I focus on specialised core/abdominal exercises to help to control DR and most importantly help to return the muscles to their pre-pregnancy position. Only occasionally do some women have such severe separations that require surgery and even in these cases the correct core exercises can significantly reduce the separation.
Your breathe is key to re-activating your core correctly
Learning how to breathe and activate the four intrinsic core muscles (Diaphragm, Transverse Abdominus (TA), Pelvic Floor (PF) and Multifudus) correctly both during and beyond pregnancy will help to reduce separation during pregnancy and then aid healing post birth.
Breathing is important not only because we need do it all the time but we use our core muscles to breathe ! If we are not breathing and recruiting the core muscles sufficiently then the transverse abdominal muscles are not contracting optimally. Therefore incorrect breathing and core muscle activation will not assist to close a DR.
Learning to breathe and activate your core muscles precisely is therefore one of the first steps in the healing process. I go through breathing and correct core muscle activation in great detail all my sessions. Read more here.
Unfortunately, hundreds of misconceptions swirl around Diastasis Recti and abdominal exercise during and after pregnancy in general. You’re likely to encounter a broad range of contradictory opinions and advice about how to recondition your abdominal wall and how to restore the midline after childbirth. Some of these assertions can cause unnecessary alarm, while another common piece of advice “just do lots of of sit ups” or “planks” can actually worsen abdominal separation.

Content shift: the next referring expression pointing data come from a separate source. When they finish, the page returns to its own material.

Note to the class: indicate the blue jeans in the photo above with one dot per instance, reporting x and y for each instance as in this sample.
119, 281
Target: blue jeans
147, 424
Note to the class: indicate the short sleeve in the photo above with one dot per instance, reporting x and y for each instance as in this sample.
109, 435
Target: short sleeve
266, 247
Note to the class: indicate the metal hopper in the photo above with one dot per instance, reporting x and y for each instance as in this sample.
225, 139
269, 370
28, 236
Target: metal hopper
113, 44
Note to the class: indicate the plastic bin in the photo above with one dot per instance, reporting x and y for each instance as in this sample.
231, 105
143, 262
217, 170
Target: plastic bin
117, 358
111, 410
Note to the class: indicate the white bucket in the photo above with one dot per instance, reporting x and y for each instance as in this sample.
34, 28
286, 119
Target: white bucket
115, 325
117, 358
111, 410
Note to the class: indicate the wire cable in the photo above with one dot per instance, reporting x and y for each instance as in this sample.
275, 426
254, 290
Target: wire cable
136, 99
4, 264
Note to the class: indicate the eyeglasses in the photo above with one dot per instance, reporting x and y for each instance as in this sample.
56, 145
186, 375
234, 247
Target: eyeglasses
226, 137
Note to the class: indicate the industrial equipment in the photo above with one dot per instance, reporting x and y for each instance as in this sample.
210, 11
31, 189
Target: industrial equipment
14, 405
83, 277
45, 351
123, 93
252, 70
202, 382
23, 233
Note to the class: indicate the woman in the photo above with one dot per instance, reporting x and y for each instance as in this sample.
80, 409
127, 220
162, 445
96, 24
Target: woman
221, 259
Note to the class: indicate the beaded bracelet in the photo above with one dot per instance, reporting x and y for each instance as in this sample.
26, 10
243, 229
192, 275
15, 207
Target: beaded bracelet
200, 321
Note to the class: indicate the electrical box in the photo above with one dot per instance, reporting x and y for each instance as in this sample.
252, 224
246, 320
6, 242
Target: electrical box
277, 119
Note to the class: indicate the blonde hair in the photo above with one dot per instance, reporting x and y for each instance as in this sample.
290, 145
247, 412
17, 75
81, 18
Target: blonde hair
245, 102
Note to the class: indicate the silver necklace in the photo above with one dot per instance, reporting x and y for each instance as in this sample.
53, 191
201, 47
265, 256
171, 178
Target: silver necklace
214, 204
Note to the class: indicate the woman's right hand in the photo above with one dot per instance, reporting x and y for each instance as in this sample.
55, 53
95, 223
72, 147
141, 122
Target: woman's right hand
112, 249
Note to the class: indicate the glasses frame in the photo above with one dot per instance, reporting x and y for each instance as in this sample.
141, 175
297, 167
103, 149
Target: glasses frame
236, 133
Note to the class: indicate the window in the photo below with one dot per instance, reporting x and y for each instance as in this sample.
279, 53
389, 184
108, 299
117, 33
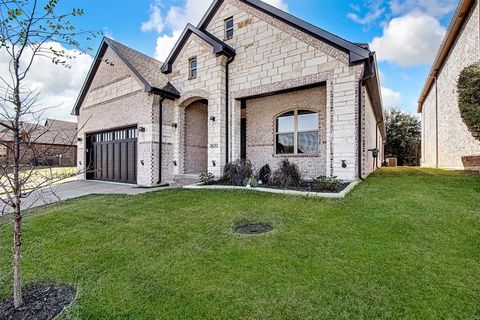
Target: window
193, 68
297, 132
229, 26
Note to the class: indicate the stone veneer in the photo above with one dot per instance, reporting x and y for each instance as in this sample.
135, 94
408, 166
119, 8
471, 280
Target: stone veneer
454, 139
116, 99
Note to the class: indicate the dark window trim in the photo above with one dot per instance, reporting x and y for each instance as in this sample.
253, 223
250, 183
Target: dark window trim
191, 69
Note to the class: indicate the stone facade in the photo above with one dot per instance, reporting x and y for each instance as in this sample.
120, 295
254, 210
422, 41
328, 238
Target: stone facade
276, 68
116, 99
454, 140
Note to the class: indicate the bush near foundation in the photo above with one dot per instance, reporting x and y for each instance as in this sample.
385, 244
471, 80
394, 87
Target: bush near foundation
469, 98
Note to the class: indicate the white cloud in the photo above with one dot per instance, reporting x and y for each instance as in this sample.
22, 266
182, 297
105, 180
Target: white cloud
58, 86
177, 17
154, 22
391, 98
410, 40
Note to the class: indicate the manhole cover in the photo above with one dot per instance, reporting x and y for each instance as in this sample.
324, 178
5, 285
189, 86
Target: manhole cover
253, 228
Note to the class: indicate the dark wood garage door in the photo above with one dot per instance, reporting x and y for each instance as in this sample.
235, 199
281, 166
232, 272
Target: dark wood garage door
113, 156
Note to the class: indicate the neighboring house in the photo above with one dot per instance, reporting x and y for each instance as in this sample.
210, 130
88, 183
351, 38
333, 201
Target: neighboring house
50, 144
250, 82
446, 141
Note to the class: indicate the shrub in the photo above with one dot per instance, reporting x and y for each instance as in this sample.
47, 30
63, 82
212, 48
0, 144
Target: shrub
265, 174
469, 98
287, 175
237, 173
206, 177
323, 183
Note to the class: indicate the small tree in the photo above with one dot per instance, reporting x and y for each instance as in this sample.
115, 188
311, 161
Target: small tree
403, 136
469, 98
27, 30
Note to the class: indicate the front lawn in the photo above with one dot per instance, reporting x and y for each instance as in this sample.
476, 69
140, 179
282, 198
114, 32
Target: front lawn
404, 244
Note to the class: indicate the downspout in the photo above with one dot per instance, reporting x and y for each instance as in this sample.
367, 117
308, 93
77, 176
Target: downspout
436, 123
160, 142
227, 126
360, 85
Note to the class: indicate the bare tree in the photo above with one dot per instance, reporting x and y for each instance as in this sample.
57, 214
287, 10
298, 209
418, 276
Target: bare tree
28, 30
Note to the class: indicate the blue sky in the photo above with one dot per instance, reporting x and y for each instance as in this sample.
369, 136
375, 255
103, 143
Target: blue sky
405, 34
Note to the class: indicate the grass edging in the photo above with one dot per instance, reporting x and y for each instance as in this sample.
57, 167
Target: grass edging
340, 195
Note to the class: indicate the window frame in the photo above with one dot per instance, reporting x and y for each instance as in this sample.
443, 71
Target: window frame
296, 133
229, 29
191, 69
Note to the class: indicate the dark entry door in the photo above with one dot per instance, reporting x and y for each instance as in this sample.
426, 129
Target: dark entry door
112, 156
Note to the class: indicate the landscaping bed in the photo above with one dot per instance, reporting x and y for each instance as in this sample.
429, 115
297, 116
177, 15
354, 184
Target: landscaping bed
304, 186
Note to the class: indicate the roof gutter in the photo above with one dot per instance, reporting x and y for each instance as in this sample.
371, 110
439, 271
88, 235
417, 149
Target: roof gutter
454, 30
367, 76
227, 97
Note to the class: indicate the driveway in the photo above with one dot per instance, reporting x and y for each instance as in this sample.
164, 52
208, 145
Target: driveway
76, 189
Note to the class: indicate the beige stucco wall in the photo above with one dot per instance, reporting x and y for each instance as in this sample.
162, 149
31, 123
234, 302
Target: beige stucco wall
454, 140
116, 98
261, 115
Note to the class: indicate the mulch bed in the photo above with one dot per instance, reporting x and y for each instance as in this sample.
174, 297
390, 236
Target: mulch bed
41, 302
305, 186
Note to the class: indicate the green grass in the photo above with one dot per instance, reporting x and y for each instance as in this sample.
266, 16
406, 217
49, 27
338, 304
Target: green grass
404, 244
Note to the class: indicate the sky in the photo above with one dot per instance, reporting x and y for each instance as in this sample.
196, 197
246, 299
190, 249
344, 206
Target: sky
405, 34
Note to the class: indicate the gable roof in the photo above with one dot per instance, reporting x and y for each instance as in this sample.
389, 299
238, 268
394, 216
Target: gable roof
53, 132
219, 47
145, 68
451, 36
357, 52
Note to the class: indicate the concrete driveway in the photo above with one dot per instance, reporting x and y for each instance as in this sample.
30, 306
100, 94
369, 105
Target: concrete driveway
76, 189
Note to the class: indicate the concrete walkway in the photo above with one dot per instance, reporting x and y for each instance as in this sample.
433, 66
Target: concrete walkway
76, 189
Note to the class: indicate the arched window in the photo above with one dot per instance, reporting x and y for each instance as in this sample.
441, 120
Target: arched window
297, 132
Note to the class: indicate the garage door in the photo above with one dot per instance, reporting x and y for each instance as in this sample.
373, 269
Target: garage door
113, 156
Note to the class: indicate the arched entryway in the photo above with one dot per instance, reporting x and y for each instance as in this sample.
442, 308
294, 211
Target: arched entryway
196, 137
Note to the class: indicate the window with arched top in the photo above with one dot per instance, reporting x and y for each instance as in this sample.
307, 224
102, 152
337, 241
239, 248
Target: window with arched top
297, 132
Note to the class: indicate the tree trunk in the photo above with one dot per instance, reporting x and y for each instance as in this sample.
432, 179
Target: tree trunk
17, 257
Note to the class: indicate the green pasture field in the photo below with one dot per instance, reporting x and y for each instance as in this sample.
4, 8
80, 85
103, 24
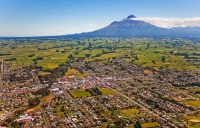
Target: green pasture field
178, 53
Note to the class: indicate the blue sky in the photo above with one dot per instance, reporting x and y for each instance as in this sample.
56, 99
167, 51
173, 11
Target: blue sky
57, 17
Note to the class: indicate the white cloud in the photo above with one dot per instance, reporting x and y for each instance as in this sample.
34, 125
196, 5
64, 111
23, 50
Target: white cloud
172, 22
91, 25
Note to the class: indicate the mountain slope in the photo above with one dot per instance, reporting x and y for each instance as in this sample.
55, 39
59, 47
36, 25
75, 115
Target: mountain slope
137, 28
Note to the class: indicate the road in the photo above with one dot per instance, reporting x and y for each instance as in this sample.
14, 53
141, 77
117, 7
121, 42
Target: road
169, 123
80, 108
45, 117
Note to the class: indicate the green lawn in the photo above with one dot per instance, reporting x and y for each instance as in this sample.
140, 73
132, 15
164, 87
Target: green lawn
79, 93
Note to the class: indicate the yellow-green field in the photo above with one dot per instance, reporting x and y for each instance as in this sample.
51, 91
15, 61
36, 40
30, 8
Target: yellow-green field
56, 52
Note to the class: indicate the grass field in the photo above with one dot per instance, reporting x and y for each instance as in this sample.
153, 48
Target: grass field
106, 91
127, 113
79, 93
56, 52
150, 125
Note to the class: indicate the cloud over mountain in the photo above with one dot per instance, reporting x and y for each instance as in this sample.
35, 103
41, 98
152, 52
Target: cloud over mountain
171, 22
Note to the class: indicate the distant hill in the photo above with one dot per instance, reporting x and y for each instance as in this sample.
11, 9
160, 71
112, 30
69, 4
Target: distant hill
137, 28
133, 28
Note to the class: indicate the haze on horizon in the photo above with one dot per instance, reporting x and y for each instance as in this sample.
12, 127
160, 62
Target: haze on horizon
50, 17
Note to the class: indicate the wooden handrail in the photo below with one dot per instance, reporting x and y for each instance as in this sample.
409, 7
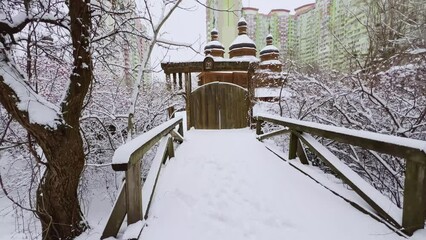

Myths about abdominal separation and postnatal abdominal reconditioning:
- Diastasis recti/abdominal separation causes permanent damage to your abdomen.
- Diastasis recti/abdominal separation requires surgical repair.
- Diastasis recti/abdominal separation causes permanent bulging of the abdomen, i.e., “mummy-tummy.”
- Diastasis recti causes pain.
- The abdominal muscles will always be weaker after childbirth.
- All women should wait for at least six weeks after delivery before beginning any abdominal exercises or postnatal reconditioning program.
- Prenatal and postnatal exercises that use lower spine flexion rather than upper spine flexion provide many great benefits for abdominal re-conditioning.
Consider consulting a certified pregnancy/ post natal trainer who can devise a specialised program for your recovery using some of these exercises. If you have been trying to heal your muscle separation for more than 12 months, have finished breastfeeding and your separation is not changing and you also find it hard to create any tension of the linea alba then you should see a Womens Health Physiotherapist for an ultra sound. An ultra sound will show you in detail if the connective tissue (linea alba) has stretched beyond healing with rehabilitation exercises, posture management and nutrition.
Recent research now also suggests that you do not have to close your separation completely for optimal function. What this means is that if you have good tension of your linea alba and your body is functioning without pain, leakage or any other symptom suggesting separation then your diastasis has healed. Separation of the abdominal muscle is no longer just about the width, this is not what is important. Instead we now focus on the strength and tension of the connective tissue – your linea alba and how this affects your functional movement.